First of all, single-use device reprocessing (and circular solutions in general) is a hospital supply chain step-child. It doesn’t fit into existing purchasing routines where price and availability are key factors in the decision-making. Since reprocessing is a circular solution, the hospital’s own used devices become the raw material for the reprocessor, and collection and protection of used devices becomes a critical factor in ensuring supplies are available. Price negotiations are equally abnormal: The reprocessor charges for the reprocessing of devices, but because they present an alternative to much more expensive new devices, the reprocessor effectively pays the hospital money every month. Finally, backorders are not a supply chain disruption in circular supply solutions: Since a certain percentage of collected devices cannot be re-used, the normal state of product availability is that all product numbers are on backorder. This is not a failure of the reprocessor, but in inherent condition of circular solutions. All of this makes managing and increasing the use of reprocessed devices different from other supply chain management tasks – and therefore more difficult. Changes need to be made in how product numbers are entered into the purchasing system, how orders and backorders are handled, etc.

 Secondly, single-use device reprocessing requires that physicians and technologists are aligned with re-use goals. A physician that doesn’t see the value of re-use from a monetary and environmental perspective, is simply not going to use reprocessed devices. So, a difficult conversation has to take place, and hospital administrators in general want to avoid difficult conversations with physicians more than anything else. In some ways, it is easier to just tell the physician that the hospital can’t afford the new mapping system. The problem here, of course, is that choosing the “easier conversation” ultimately means lesser care for the patient when the physicians can’t access the newest technology.

 

...single-use device reprocessing requires that physicians and technologists are aligned with re-use goals.

 

Thirdly, a hospital can’t just buy cheaper, re-used devices and thereby access cost reductions. Reprocessing is not a discount store, but rather a program that requires involvement and effort by hospital staff: Collection kiosks have to be fitted into the soled utility room, staff has to be trained on used device handling, routines have to be established for capturing and storing used devices, and purchasing staff has to learn a new logic behind re-use par levels, ordering, and backorder management. This takes time and is ultimately a disruption of status quo and a time requirement on staff who are usually already over-worked.

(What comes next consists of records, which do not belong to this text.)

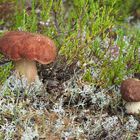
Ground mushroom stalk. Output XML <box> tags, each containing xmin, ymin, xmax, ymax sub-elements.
<box><xmin>14</xmin><ymin>59</ymin><xmax>38</xmax><ymax>84</ymax></box>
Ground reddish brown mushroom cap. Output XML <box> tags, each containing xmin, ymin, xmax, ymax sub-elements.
<box><xmin>120</xmin><ymin>78</ymin><xmax>140</xmax><ymax>102</ymax></box>
<box><xmin>0</xmin><ymin>31</ymin><xmax>57</xmax><ymax>64</ymax></box>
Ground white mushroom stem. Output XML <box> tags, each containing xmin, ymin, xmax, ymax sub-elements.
<box><xmin>15</xmin><ymin>59</ymin><xmax>38</xmax><ymax>84</ymax></box>
<box><xmin>125</xmin><ymin>102</ymin><xmax>140</xmax><ymax>114</ymax></box>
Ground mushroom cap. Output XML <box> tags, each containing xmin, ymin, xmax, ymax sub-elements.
<box><xmin>0</xmin><ymin>31</ymin><xmax>57</xmax><ymax>64</ymax></box>
<box><xmin>120</xmin><ymin>78</ymin><xmax>140</xmax><ymax>102</ymax></box>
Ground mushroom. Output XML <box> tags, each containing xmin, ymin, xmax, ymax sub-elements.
<box><xmin>0</xmin><ymin>31</ymin><xmax>57</xmax><ymax>83</ymax></box>
<box><xmin>120</xmin><ymin>78</ymin><xmax>140</xmax><ymax>114</ymax></box>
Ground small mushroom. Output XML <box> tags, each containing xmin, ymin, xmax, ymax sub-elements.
<box><xmin>0</xmin><ymin>31</ymin><xmax>57</xmax><ymax>83</ymax></box>
<box><xmin>120</xmin><ymin>78</ymin><xmax>140</xmax><ymax>114</ymax></box>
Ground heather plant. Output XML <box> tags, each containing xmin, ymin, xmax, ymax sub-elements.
<box><xmin>0</xmin><ymin>0</ymin><xmax>140</xmax><ymax>140</ymax></box>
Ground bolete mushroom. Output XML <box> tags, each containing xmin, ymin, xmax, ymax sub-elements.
<box><xmin>120</xmin><ymin>78</ymin><xmax>140</xmax><ymax>114</ymax></box>
<box><xmin>0</xmin><ymin>31</ymin><xmax>57</xmax><ymax>83</ymax></box>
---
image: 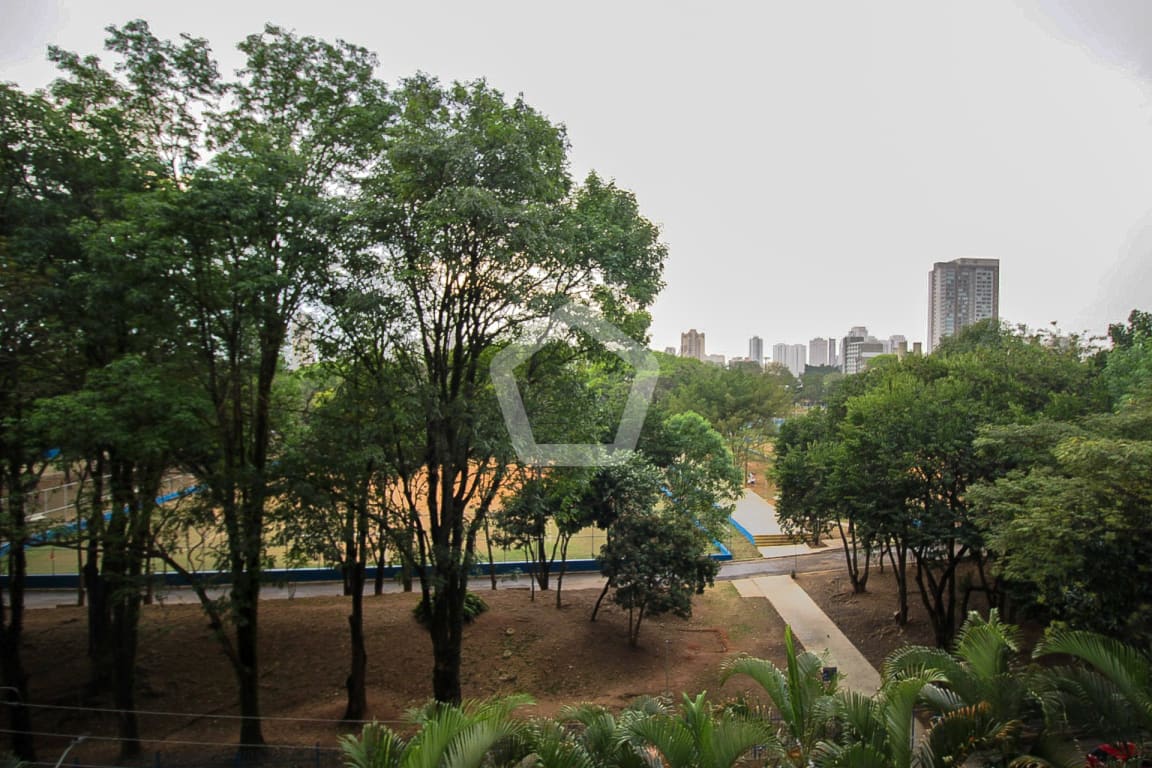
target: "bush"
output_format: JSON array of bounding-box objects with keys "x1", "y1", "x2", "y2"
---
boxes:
[{"x1": 412, "y1": 592, "x2": 488, "y2": 626}]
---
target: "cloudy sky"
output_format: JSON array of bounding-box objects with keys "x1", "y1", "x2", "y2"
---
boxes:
[{"x1": 0, "y1": 0, "x2": 1152, "y2": 356}]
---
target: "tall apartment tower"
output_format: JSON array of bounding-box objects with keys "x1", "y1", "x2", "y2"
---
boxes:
[
  {"x1": 680, "y1": 328, "x2": 706, "y2": 360},
  {"x1": 927, "y1": 259, "x2": 1000, "y2": 352},
  {"x1": 772, "y1": 344, "x2": 808, "y2": 379},
  {"x1": 748, "y1": 336, "x2": 764, "y2": 365},
  {"x1": 808, "y1": 336, "x2": 836, "y2": 365}
]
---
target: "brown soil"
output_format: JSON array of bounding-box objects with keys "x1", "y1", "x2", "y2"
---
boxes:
[
  {"x1": 25, "y1": 583, "x2": 783, "y2": 765},
  {"x1": 796, "y1": 569, "x2": 935, "y2": 669}
]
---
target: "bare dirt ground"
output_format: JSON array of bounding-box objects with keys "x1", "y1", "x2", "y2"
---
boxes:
[
  {"x1": 18, "y1": 583, "x2": 783, "y2": 765},
  {"x1": 796, "y1": 564, "x2": 935, "y2": 669}
]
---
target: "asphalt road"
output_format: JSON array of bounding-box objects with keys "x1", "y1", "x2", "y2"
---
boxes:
[{"x1": 24, "y1": 547, "x2": 844, "y2": 609}]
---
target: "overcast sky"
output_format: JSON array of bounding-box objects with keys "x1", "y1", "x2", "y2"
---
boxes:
[{"x1": 0, "y1": 0, "x2": 1152, "y2": 357}]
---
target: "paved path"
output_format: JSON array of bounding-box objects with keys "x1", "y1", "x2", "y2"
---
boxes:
[
  {"x1": 733, "y1": 576, "x2": 880, "y2": 695},
  {"x1": 732, "y1": 488, "x2": 783, "y2": 535},
  {"x1": 732, "y1": 488, "x2": 817, "y2": 557}
]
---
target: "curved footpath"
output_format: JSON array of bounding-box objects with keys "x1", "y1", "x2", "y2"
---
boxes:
[
  {"x1": 732, "y1": 491, "x2": 880, "y2": 694},
  {"x1": 24, "y1": 491, "x2": 880, "y2": 693}
]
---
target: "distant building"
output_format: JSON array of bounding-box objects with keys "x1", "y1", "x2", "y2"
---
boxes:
[
  {"x1": 680, "y1": 328, "x2": 705, "y2": 360},
  {"x1": 927, "y1": 259, "x2": 1000, "y2": 352},
  {"x1": 840, "y1": 326, "x2": 889, "y2": 374},
  {"x1": 728, "y1": 357, "x2": 764, "y2": 371},
  {"x1": 772, "y1": 344, "x2": 808, "y2": 379},
  {"x1": 283, "y1": 310, "x2": 320, "y2": 371},
  {"x1": 808, "y1": 336, "x2": 836, "y2": 365},
  {"x1": 748, "y1": 336, "x2": 764, "y2": 365}
]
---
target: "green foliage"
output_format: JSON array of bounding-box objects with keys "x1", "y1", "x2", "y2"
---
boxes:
[
  {"x1": 649, "y1": 355, "x2": 795, "y2": 470},
  {"x1": 970, "y1": 401, "x2": 1152, "y2": 639},
  {"x1": 628, "y1": 693, "x2": 780, "y2": 768},
  {"x1": 597, "y1": 509, "x2": 719, "y2": 646},
  {"x1": 1032, "y1": 629, "x2": 1152, "y2": 742},
  {"x1": 721, "y1": 625, "x2": 838, "y2": 768},
  {"x1": 340, "y1": 695, "x2": 532, "y2": 768}
]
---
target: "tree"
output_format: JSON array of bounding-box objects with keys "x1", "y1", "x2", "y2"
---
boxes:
[
  {"x1": 884, "y1": 609, "x2": 1083, "y2": 766},
  {"x1": 495, "y1": 467, "x2": 590, "y2": 608},
  {"x1": 970, "y1": 401, "x2": 1152, "y2": 641},
  {"x1": 597, "y1": 508, "x2": 720, "y2": 647},
  {"x1": 1032, "y1": 629, "x2": 1152, "y2": 742},
  {"x1": 363, "y1": 77, "x2": 665, "y2": 701},
  {"x1": 653, "y1": 357, "x2": 794, "y2": 474},
  {"x1": 273, "y1": 368, "x2": 396, "y2": 721}
]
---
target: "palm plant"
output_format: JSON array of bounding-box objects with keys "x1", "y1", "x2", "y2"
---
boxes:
[
  {"x1": 721, "y1": 625, "x2": 838, "y2": 767},
  {"x1": 340, "y1": 695, "x2": 532, "y2": 768},
  {"x1": 628, "y1": 693, "x2": 783, "y2": 768},
  {"x1": 1032, "y1": 630, "x2": 1152, "y2": 740},
  {"x1": 884, "y1": 609, "x2": 1083, "y2": 766},
  {"x1": 812, "y1": 670, "x2": 1024, "y2": 768},
  {"x1": 529, "y1": 697, "x2": 670, "y2": 768}
]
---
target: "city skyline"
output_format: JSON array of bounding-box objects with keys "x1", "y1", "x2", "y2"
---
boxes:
[{"x1": 0, "y1": 0, "x2": 1152, "y2": 357}]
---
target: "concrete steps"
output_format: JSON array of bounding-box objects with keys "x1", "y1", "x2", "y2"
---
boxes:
[{"x1": 752, "y1": 533, "x2": 796, "y2": 547}]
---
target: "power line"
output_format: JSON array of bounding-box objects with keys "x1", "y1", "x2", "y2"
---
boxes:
[
  {"x1": 0, "y1": 728, "x2": 342, "y2": 752},
  {"x1": 0, "y1": 701, "x2": 410, "y2": 725}
]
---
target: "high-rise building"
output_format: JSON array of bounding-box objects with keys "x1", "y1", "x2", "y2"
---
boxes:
[
  {"x1": 808, "y1": 336, "x2": 836, "y2": 365},
  {"x1": 680, "y1": 328, "x2": 706, "y2": 360},
  {"x1": 748, "y1": 336, "x2": 764, "y2": 365},
  {"x1": 840, "y1": 326, "x2": 889, "y2": 374},
  {"x1": 772, "y1": 344, "x2": 808, "y2": 379},
  {"x1": 927, "y1": 259, "x2": 1000, "y2": 352}
]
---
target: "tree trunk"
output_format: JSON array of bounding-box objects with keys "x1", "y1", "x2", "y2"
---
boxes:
[
  {"x1": 556, "y1": 534, "x2": 571, "y2": 608},
  {"x1": 232, "y1": 570, "x2": 264, "y2": 758},
  {"x1": 82, "y1": 453, "x2": 113, "y2": 694},
  {"x1": 0, "y1": 492, "x2": 36, "y2": 762},
  {"x1": 113, "y1": 588, "x2": 141, "y2": 759},
  {"x1": 588, "y1": 579, "x2": 612, "y2": 622},
  {"x1": 430, "y1": 563, "x2": 468, "y2": 704},
  {"x1": 343, "y1": 562, "x2": 367, "y2": 721},
  {"x1": 888, "y1": 542, "x2": 908, "y2": 626}
]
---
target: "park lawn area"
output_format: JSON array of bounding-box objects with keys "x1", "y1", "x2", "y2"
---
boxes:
[{"x1": 28, "y1": 515, "x2": 760, "y2": 576}]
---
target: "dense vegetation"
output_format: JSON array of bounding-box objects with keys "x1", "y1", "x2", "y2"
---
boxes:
[
  {"x1": 0, "y1": 21, "x2": 785, "y2": 759},
  {"x1": 775, "y1": 311, "x2": 1152, "y2": 646},
  {"x1": 342, "y1": 610, "x2": 1152, "y2": 768},
  {"x1": 0, "y1": 15, "x2": 1152, "y2": 766}
]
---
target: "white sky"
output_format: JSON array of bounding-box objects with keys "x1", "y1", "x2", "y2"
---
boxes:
[{"x1": 0, "y1": 0, "x2": 1152, "y2": 357}]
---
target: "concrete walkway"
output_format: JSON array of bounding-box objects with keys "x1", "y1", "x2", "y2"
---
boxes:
[
  {"x1": 732, "y1": 576, "x2": 880, "y2": 695},
  {"x1": 732, "y1": 488, "x2": 814, "y2": 557}
]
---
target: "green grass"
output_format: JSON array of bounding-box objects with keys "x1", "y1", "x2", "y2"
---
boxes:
[{"x1": 20, "y1": 525, "x2": 760, "y2": 576}]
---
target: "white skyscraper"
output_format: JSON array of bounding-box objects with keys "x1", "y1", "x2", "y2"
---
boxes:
[
  {"x1": 808, "y1": 336, "x2": 836, "y2": 365},
  {"x1": 927, "y1": 259, "x2": 1000, "y2": 352},
  {"x1": 748, "y1": 336, "x2": 764, "y2": 365},
  {"x1": 772, "y1": 344, "x2": 808, "y2": 378}
]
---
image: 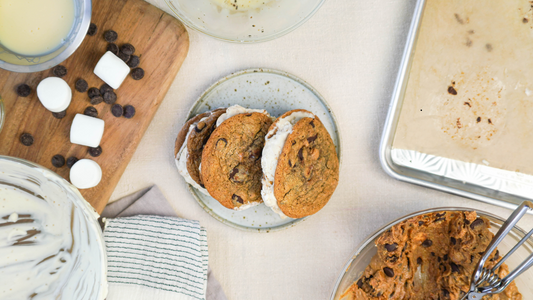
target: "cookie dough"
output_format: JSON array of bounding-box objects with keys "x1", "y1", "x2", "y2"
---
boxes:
[{"x1": 341, "y1": 211, "x2": 522, "y2": 300}]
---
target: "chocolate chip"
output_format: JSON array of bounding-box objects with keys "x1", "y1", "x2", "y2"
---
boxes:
[
  {"x1": 87, "y1": 88, "x2": 102, "y2": 99},
  {"x1": 126, "y1": 55, "x2": 141, "y2": 69},
  {"x1": 104, "y1": 30, "x2": 118, "y2": 43},
  {"x1": 307, "y1": 133, "x2": 318, "y2": 143},
  {"x1": 470, "y1": 218, "x2": 485, "y2": 229},
  {"x1": 120, "y1": 44, "x2": 135, "y2": 55},
  {"x1": 100, "y1": 83, "x2": 113, "y2": 95},
  {"x1": 450, "y1": 262, "x2": 459, "y2": 273},
  {"x1": 89, "y1": 146, "x2": 102, "y2": 157},
  {"x1": 385, "y1": 243, "x2": 398, "y2": 252},
  {"x1": 298, "y1": 147, "x2": 304, "y2": 160},
  {"x1": 106, "y1": 43, "x2": 119, "y2": 56},
  {"x1": 442, "y1": 289, "x2": 450, "y2": 297},
  {"x1": 216, "y1": 138, "x2": 228, "y2": 147},
  {"x1": 87, "y1": 23, "x2": 98, "y2": 36},
  {"x1": 52, "y1": 154, "x2": 65, "y2": 168},
  {"x1": 422, "y1": 239, "x2": 433, "y2": 248},
  {"x1": 91, "y1": 96, "x2": 104, "y2": 105},
  {"x1": 194, "y1": 122, "x2": 205, "y2": 132},
  {"x1": 74, "y1": 78, "x2": 89, "y2": 93},
  {"x1": 67, "y1": 156, "x2": 78, "y2": 168},
  {"x1": 20, "y1": 132, "x2": 33, "y2": 146},
  {"x1": 52, "y1": 109, "x2": 67, "y2": 119},
  {"x1": 448, "y1": 85, "x2": 457, "y2": 96},
  {"x1": 111, "y1": 104, "x2": 124, "y2": 118},
  {"x1": 83, "y1": 106, "x2": 98, "y2": 118},
  {"x1": 103, "y1": 91, "x2": 117, "y2": 104},
  {"x1": 229, "y1": 168, "x2": 239, "y2": 181},
  {"x1": 357, "y1": 278, "x2": 363, "y2": 288},
  {"x1": 131, "y1": 68, "x2": 144, "y2": 80},
  {"x1": 231, "y1": 194, "x2": 244, "y2": 204},
  {"x1": 52, "y1": 65, "x2": 67, "y2": 77},
  {"x1": 17, "y1": 83, "x2": 31, "y2": 97},
  {"x1": 383, "y1": 267, "x2": 394, "y2": 277},
  {"x1": 117, "y1": 52, "x2": 131, "y2": 63},
  {"x1": 124, "y1": 105, "x2": 135, "y2": 119}
]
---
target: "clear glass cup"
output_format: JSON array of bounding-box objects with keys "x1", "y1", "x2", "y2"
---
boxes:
[
  {"x1": 0, "y1": 0, "x2": 92, "y2": 73},
  {"x1": 330, "y1": 207, "x2": 533, "y2": 300},
  {"x1": 165, "y1": 0, "x2": 325, "y2": 43},
  {"x1": 0, "y1": 155, "x2": 107, "y2": 300}
]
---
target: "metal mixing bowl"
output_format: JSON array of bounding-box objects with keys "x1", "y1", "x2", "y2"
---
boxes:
[
  {"x1": 330, "y1": 207, "x2": 533, "y2": 300},
  {"x1": 0, "y1": 0, "x2": 92, "y2": 73}
]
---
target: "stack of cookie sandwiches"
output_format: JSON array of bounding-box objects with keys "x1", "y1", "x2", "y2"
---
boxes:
[{"x1": 175, "y1": 105, "x2": 339, "y2": 218}]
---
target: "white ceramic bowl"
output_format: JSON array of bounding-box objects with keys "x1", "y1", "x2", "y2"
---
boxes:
[
  {"x1": 165, "y1": 0, "x2": 325, "y2": 43},
  {"x1": 0, "y1": 156, "x2": 107, "y2": 300},
  {"x1": 0, "y1": 0, "x2": 92, "y2": 73},
  {"x1": 330, "y1": 207, "x2": 533, "y2": 300}
]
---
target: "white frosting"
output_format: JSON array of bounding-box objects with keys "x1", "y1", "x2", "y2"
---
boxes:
[
  {"x1": 217, "y1": 105, "x2": 270, "y2": 127},
  {"x1": 174, "y1": 117, "x2": 211, "y2": 196},
  {"x1": 0, "y1": 178, "x2": 107, "y2": 300},
  {"x1": 261, "y1": 111, "x2": 315, "y2": 219}
]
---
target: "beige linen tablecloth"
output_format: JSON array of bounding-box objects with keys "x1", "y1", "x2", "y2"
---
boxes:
[{"x1": 112, "y1": 0, "x2": 533, "y2": 300}]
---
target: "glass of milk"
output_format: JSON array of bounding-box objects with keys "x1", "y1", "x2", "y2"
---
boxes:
[
  {"x1": 165, "y1": 0, "x2": 325, "y2": 43},
  {"x1": 0, "y1": 0, "x2": 92, "y2": 73}
]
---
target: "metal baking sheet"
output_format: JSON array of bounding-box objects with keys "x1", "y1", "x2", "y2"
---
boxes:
[{"x1": 379, "y1": 0, "x2": 533, "y2": 209}]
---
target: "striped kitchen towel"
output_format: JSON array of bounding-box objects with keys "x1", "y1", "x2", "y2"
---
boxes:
[{"x1": 104, "y1": 215, "x2": 208, "y2": 300}]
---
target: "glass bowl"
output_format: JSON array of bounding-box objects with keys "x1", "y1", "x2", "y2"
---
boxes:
[
  {"x1": 0, "y1": 0, "x2": 92, "y2": 73},
  {"x1": 0, "y1": 156, "x2": 107, "y2": 300},
  {"x1": 330, "y1": 207, "x2": 533, "y2": 300},
  {"x1": 165, "y1": 0, "x2": 325, "y2": 43}
]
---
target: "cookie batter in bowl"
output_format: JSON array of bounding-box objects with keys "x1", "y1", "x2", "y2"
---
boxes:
[
  {"x1": 0, "y1": 156, "x2": 107, "y2": 300},
  {"x1": 341, "y1": 211, "x2": 522, "y2": 300}
]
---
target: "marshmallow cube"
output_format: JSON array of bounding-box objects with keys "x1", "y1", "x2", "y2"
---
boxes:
[
  {"x1": 37, "y1": 77, "x2": 72, "y2": 113},
  {"x1": 94, "y1": 51, "x2": 130, "y2": 90},
  {"x1": 70, "y1": 114, "x2": 105, "y2": 148},
  {"x1": 70, "y1": 159, "x2": 102, "y2": 189}
]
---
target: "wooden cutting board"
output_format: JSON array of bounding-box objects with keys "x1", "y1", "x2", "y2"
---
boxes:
[{"x1": 0, "y1": 0, "x2": 189, "y2": 212}]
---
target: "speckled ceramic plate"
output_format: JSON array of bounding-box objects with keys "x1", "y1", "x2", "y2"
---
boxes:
[{"x1": 181, "y1": 69, "x2": 341, "y2": 232}]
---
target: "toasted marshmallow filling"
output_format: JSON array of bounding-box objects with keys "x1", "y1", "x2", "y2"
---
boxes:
[
  {"x1": 261, "y1": 111, "x2": 315, "y2": 219},
  {"x1": 175, "y1": 117, "x2": 211, "y2": 196},
  {"x1": 217, "y1": 105, "x2": 270, "y2": 127}
]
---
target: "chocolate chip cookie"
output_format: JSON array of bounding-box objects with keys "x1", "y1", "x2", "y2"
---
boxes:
[
  {"x1": 274, "y1": 112, "x2": 339, "y2": 218},
  {"x1": 174, "y1": 108, "x2": 226, "y2": 190},
  {"x1": 201, "y1": 112, "x2": 272, "y2": 209}
]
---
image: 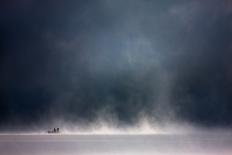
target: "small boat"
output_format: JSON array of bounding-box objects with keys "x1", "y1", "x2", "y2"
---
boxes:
[{"x1": 48, "y1": 128, "x2": 60, "y2": 133}]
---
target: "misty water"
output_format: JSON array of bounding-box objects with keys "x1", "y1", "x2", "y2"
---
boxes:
[{"x1": 0, "y1": 134, "x2": 232, "y2": 155}]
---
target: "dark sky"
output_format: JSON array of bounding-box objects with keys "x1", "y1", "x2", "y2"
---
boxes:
[{"x1": 0, "y1": 0, "x2": 232, "y2": 129}]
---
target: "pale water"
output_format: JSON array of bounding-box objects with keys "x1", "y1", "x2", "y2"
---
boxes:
[{"x1": 0, "y1": 134, "x2": 232, "y2": 155}]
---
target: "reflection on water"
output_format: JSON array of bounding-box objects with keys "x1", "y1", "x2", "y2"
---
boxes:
[{"x1": 0, "y1": 134, "x2": 232, "y2": 155}]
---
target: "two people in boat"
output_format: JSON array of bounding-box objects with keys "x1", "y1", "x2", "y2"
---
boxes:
[{"x1": 48, "y1": 128, "x2": 60, "y2": 133}]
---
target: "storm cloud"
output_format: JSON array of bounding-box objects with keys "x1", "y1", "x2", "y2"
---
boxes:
[{"x1": 0, "y1": 0, "x2": 232, "y2": 129}]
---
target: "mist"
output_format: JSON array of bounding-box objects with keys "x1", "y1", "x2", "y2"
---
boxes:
[{"x1": 0, "y1": 0, "x2": 232, "y2": 133}]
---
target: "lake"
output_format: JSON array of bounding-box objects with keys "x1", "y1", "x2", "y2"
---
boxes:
[{"x1": 0, "y1": 134, "x2": 232, "y2": 155}]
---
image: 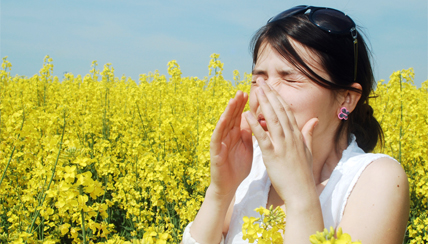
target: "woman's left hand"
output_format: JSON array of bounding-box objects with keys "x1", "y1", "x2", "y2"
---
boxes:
[{"x1": 245, "y1": 78, "x2": 318, "y2": 205}]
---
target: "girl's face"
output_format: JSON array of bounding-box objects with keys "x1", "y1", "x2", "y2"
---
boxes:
[{"x1": 250, "y1": 40, "x2": 340, "y2": 136}]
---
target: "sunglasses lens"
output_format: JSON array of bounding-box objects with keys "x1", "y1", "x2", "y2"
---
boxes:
[
  {"x1": 311, "y1": 9, "x2": 355, "y2": 34},
  {"x1": 268, "y1": 5, "x2": 307, "y2": 23}
]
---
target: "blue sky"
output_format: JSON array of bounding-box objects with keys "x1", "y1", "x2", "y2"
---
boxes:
[{"x1": 0, "y1": 0, "x2": 428, "y2": 87}]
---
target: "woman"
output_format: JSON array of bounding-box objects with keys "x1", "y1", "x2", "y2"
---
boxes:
[{"x1": 183, "y1": 6, "x2": 409, "y2": 244}]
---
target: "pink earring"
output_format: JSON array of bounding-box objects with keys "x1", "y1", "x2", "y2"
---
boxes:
[{"x1": 337, "y1": 107, "x2": 350, "y2": 120}]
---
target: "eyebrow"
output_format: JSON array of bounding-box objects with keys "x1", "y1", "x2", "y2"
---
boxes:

 Finally, when it comes to budget cuts, decisions to forego investments in new initiatives are just easier to make for the hospitals – than solutions that involve improved utilization of existing programs and products. You would think that would be easier to ask the physician to use his/her favorite device one more time than to tell him/her s/he can’t have the newest device available in the market. But that is not always the case. Similarly, it is an easier solution to make to forego investment in a new parking structure, to reduce nurses’ access to educational conferences, or even to reduce staffing in the operating room. Since you don’t have the new parking structure, there is no reduction in service, there is just status quo – which is preferred to having to undertake something as demanding as cutting device costs by another $100M through reprocessing. 

These factors are very real barriers in the hospital purchasing staff and financial officers’ handling of their single-use device reprocessing programs. Because re-use programs are relatively new to US healthcare, decisions driving their success – or demise – are not merely based on rational, financial spending and cost management principles. They are, to a very large extent, driven by habitual thinking and a desire to avoid “rocking the boat”. Therefore, it is easier to forego investments in patient care improvement than to maximize reuse programs that could ultimately help the hospital finance these. It’s easier. It’s just not the smartest for the patient or for the hospital.